Auch im angrenzenden Portugal hatten dramatische Fälle für ein Umdenken gesorgt. Dort war es der Fall des Tetraplegikers Luís Marques, der als Achtjähriger ungeimpft an Polio erkrankte. Seine Probleme wurden größer und größer, er konnte zuletzt auch nicht mehr selber essen, hatte nur noch zehn Prozent Atemkapazität und wollte endlich sterben. Deshalb begab er sich im Sommer in die Schweiz, wo er Sterbehilfe, allerdings nur passive, in Anspruch nehmen konnte. Das berichtet seine Pflegerin im Schweizer Fernsehen. Er habe sich vor allem einen würdigen Tod gewünscht.

In Portugal hat das Parlament der aktiven Sterbehilfe schon im vergangenen Februar grundsätzlich zugestimmt. Es wird davon ausgegangen, dass das entsprechende Gesetz im Januar verabschiedet wird. Die Frage ist, wie Präsident Rebelo de Sousa damit umgeht. Ob er es unterschreibt oder es zunächst dem Verfassungsgericht zur Prüfung vorlegt.
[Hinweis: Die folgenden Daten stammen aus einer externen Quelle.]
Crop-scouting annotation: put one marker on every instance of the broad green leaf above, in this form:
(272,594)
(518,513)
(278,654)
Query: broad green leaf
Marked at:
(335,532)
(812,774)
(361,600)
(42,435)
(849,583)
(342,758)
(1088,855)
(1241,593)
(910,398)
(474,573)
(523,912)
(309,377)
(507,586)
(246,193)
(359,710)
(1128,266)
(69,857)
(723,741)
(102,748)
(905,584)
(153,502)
Obwohl er ein Konservativer ist, dazu ein überzeugter Katholik, ist es möglich, dass auch hier der charismatische Präsident dem Willen der Bevölkerung folgt und es sofort unterschreibt.

Er gehört zum linken Flügel der Christdemokratie und hat sich progressiven Veränderungen, anders als sein Vorgänger und Parteikollege nie widersetzt und stets mit der Linksregierung kooperiert. Er spricht sich zum Beispiel auch dafür aus, dass die Banken in der derzeitigen Krise die Hilfen zurückzahlen. Da das Verfassungsgericht nicht wie in Spanien politisiert ist, dürfte eine Prüfung dort bestenfalls die Sterbehilfe verzögern und könnte zu Nachbesserungen an dem Gesetz führen.